This example shows how to use DerivedFeatureView
to backfill the input dataset
with extra features for offline training. It involves the following steps:
-
Read a batch of historical purchase events from a file.
Each purchase event has the following fields:
- user_id, unique identifier of the user that made the purchase.
- item_id, unique identifier of the item that is purchased.

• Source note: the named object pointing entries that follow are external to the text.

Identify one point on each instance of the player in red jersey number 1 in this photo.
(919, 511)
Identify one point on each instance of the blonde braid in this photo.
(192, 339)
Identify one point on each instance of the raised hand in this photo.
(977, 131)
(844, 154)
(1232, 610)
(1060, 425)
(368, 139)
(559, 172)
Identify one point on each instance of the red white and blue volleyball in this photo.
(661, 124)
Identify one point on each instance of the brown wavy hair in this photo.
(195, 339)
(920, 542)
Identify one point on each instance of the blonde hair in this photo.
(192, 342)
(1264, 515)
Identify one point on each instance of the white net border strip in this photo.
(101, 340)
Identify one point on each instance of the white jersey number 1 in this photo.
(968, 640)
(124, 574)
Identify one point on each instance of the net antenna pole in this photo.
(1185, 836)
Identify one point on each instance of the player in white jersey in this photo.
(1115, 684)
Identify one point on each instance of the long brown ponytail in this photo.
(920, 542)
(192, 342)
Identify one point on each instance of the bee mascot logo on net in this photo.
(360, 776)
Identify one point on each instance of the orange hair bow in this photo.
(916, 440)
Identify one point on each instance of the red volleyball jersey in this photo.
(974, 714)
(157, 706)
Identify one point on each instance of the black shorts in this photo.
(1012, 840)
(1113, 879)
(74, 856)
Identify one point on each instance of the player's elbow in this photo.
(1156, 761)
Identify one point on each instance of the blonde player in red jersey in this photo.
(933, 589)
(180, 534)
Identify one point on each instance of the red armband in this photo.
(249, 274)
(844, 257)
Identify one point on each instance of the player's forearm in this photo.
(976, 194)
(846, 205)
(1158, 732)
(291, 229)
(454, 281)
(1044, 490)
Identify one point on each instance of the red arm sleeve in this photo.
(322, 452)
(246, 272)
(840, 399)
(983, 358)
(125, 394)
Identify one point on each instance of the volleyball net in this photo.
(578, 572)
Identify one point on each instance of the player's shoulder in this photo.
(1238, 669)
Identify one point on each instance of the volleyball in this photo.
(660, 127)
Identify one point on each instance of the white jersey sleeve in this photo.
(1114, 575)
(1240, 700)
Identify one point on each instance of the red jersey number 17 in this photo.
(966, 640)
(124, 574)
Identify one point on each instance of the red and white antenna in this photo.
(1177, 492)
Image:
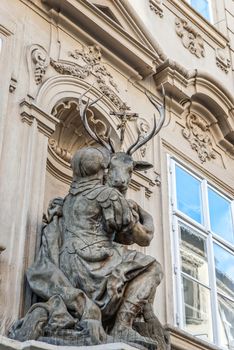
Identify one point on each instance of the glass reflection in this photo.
(197, 310)
(193, 252)
(224, 269)
(220, 216)
(226, 322)
(188, 190)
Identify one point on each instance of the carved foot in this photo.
(130, 336)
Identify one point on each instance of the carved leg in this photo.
(139, 293)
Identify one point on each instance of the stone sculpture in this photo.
(91, 287)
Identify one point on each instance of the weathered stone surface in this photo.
(91, 287)
(9, 344)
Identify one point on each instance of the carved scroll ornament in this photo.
(222, 61)
(143, 130)
(190, 38)
(156, 6)
(197, 133)
(41, 62)
(89, 63)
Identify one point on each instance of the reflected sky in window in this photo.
(220, 216)
(188, 190)
(224, 269)
(193, 254)
(201, 6)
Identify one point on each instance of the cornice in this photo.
(143, 58)
(198, 21)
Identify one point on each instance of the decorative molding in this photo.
(143, 128)
(156, 6)
(222, 61)
(61, 152)
(40, 59)
(190, 38)
(45, 122)
(2, 248)
(13, 83)
(89, 63)
(197, 133)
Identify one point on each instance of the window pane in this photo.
(224, 269)
(220, 216)
(201, 6)
(193, 254)
(197, 310)
(226, 322)
(188, 190)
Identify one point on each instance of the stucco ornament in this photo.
(189, 37)
(89, 62)
(92, 288)
(41, 61)
(156, 6)
(143, 130)
(222, 61)
(198, 134)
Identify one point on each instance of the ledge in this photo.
(9, 344)
(182, 340)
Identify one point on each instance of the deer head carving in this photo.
(122, 164)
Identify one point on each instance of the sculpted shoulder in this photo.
(104, 195)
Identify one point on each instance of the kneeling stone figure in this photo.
(91, 287)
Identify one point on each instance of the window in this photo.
(203, 231)
(203, 7)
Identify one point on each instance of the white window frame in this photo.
(203, 229)
(211, 20)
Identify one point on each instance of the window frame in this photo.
(204, 229)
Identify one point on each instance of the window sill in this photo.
(211, 34)
(182, 340)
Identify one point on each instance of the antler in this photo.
(156, 127)
(83, 114)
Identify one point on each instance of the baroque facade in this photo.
(52, 51)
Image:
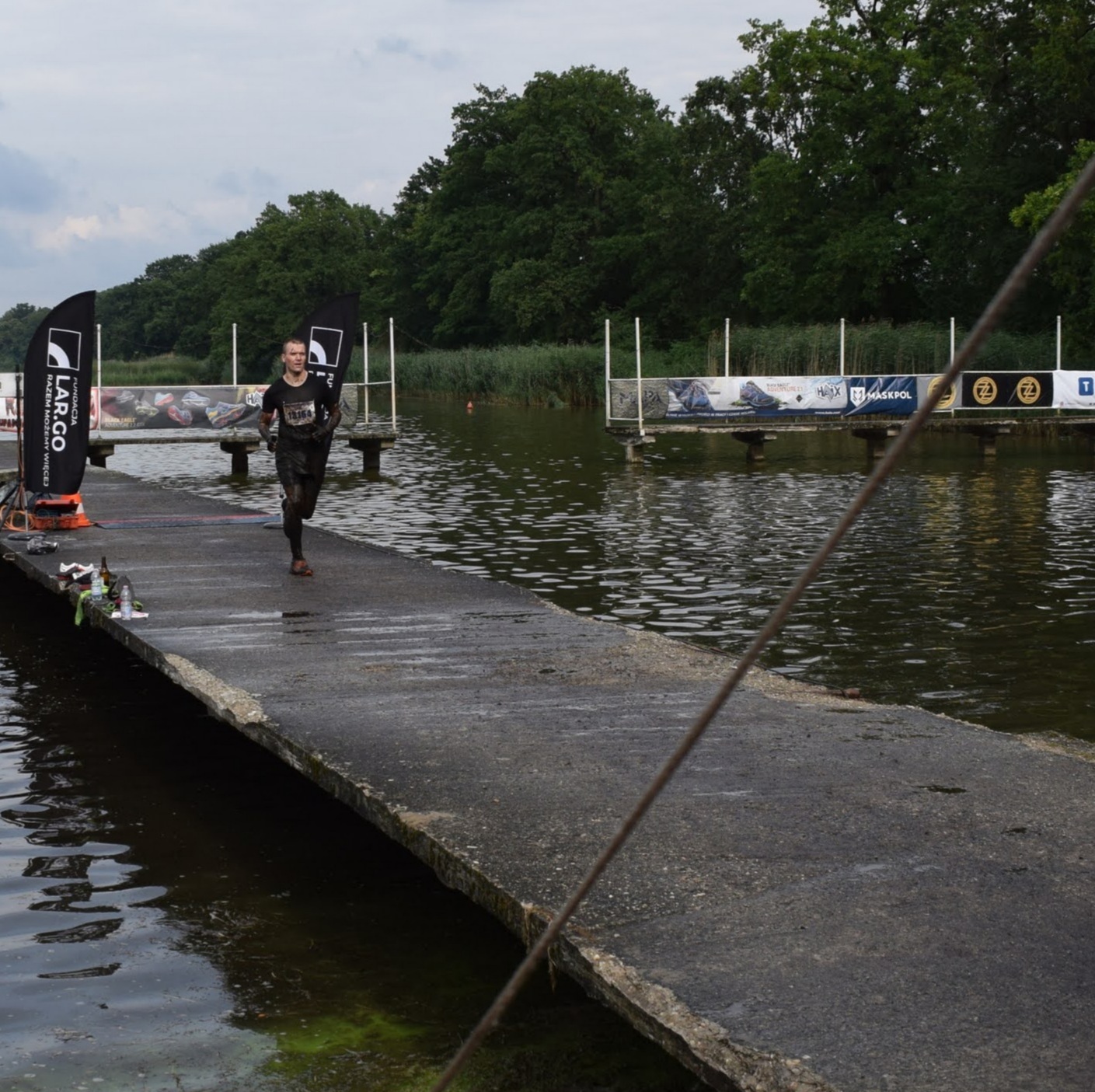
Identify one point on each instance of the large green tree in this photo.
(870, 159)
(540, 218)
(18, 326)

- item_count, number of items purchased.
- timestamp, time when this purchase is made.
-
Read a batch of historical item price events from a file.
Each item price event has the following fields:
- item_id, unique identifier of the item.
- price, the new price of this item.
- timestamp, time when the new price is used for this item.
-
For each purchase event, append the following two fields by joining with item price events and performing over-window aggregation, with point-in-time correctness in both operations.
- price, price of the item at the time this purchase is made.
- total_payment_last_two_minutes, total cost of purchases made by this user in a 2-minute window that ends at the time this purchase is made.
-
Output the batch of purchase events backfilled with the extra features to a file.
The example demonstrate how to submit the Feathub job to a Yarn cluster in Flink application mode.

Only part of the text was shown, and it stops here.